Lamar CEO Sean Reilly says because of the company’s 112 years in business, the goal was to instill throughout the new building a sense of the history of Lamar and, in a more general way, the history of Lamar’s impact on advertising in the U.S.
Upon entering the corporate headquarters, visitors get a feel for the open road and the history of the great highways where outdoor advertising first stepped into America’s grand landscape, Reilly says.
Reilly enlisted the help of Connelly and local artist and philanthropist Winifred Reilly, who is married to Lamar chairman and president Kevin Reilly Jr. Together, the duo put together artistic pieces using billboard relics to tell the history of outdoor advertising. For example, numerous large pieces on canvas incorporate old sign paintings. Other large tapestry-like pieces are antique, handcrafted Ringling Bros. and Barnum & Bailey circus banners, which represent the history of advertising dating back to the first forms of billboards. Another large piece is a mural with a panoramic view of Route 66 from the 1960s, complete with a vintage Airstream travel trailer on the first floor.
“Most of the art was created out of things lying around Lamar offices around the country,” Sean Reilly says. For this reason, he doesn’t even remember discussing a budget for the project.
TALE OF TWO SPACES
Likewise, for Mike Wampold’s Renaissance hotel on Bluebonnet Boulevard, no budget cap was placed on the art for the space.
“I just said, ‘Look, let’s try to keep it somewhat reasonable,’” Wampold says. “We knew that we had the opportunity to raise the bar in luxury hotels in Baton Rouge and be along the lines of some of the best in New Orleans.”
As the developer and owner of a Renaissance property, Wampold’s goal was for the hotel to reflect the indigenous culture, art, food and music of Louisiana.
“You are buying original artwork and it is expensive, but it is within reason,” Wampold says.
Once again, Connelly was consulted to develop a story about Louisiana artists for the space. Using different mediums, the works throughout the hotel’s ballrooms, bedrooms and public spaces were all created by local artists. From acrylic sculptures of flying pelicans suspended from the ceiling to blossoming flowers on canvas and glass sculptures of lily pads, the walls and rooms of the Renaissance reflect the native feel of Louisiana.
“I feel like he [Wampold] had a unique objective, which was the best of Louisiana culture and commerce,” Connelly says. “That was the direction for the Renaissance.”
For Wampold’s next venture, the planned Watermark hotel in the Old LNB Building downtown, the developer is dealing with a far different canvas. Inheriting artist and sculptor Angela Gregory’s murals in that hotel from the 1940s, Wampold and Connelly have a lot to work with already in place. Wampold describes the existing art and structure of the 1925 Art Deco building as timeless.
“We have no choice there but to build on that beautiful art that is already there,” Wampold says. “We are in the middle of the creation of what we are going to do and we really have the opportunity to take this 1925 gem of a building with the existing art and pull that whole theme throughout the hotel.”
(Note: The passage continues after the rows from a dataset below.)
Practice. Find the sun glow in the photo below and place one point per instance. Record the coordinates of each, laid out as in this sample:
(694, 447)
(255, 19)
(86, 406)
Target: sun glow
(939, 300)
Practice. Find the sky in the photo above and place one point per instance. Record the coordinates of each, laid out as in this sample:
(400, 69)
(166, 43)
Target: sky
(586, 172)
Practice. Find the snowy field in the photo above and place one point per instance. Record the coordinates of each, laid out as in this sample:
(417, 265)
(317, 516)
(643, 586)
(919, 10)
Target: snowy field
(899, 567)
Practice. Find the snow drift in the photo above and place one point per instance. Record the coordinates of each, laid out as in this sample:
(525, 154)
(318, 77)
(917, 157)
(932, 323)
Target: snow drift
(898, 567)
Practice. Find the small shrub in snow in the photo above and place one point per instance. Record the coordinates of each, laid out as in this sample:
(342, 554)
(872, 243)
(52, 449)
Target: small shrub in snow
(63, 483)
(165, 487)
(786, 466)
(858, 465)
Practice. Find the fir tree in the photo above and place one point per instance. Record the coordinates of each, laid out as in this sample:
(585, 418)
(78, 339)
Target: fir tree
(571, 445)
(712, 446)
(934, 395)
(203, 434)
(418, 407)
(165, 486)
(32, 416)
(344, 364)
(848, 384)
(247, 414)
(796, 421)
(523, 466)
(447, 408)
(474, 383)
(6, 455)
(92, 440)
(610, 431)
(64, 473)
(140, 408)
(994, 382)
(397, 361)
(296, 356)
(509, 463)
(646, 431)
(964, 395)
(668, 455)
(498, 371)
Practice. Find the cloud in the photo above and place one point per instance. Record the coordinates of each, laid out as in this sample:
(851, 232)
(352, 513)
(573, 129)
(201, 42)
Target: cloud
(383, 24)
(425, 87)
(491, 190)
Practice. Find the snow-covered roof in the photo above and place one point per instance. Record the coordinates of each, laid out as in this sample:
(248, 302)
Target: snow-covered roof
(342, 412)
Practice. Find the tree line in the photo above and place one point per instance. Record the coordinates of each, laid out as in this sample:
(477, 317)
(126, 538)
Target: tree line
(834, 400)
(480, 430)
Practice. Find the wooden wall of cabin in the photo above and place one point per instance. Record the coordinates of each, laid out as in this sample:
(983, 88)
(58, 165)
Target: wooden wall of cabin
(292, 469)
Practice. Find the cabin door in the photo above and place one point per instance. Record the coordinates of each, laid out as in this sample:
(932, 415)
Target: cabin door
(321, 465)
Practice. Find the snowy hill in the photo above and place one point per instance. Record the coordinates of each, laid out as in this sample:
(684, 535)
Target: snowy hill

Wampold insists the designing of buildings such as the Watermark is the “fun part” of these projects. Although he is not a practicing artist, he considers himself an art enthusiast, learning from his mother who is an artist and still teaches art classes.
“I am not an artist in a sense that I can paint paintings or [make] sculptures,” Wampold says, “but I consider myself being able to express my artistic nature through real estate and renovations, creating great spaces and environments for people to enjoy.”
And he definitely has put his money where his mouth is when it comes to art, investing a substantial six-figure sum on the various pieces and installations throughout the Renaissance property.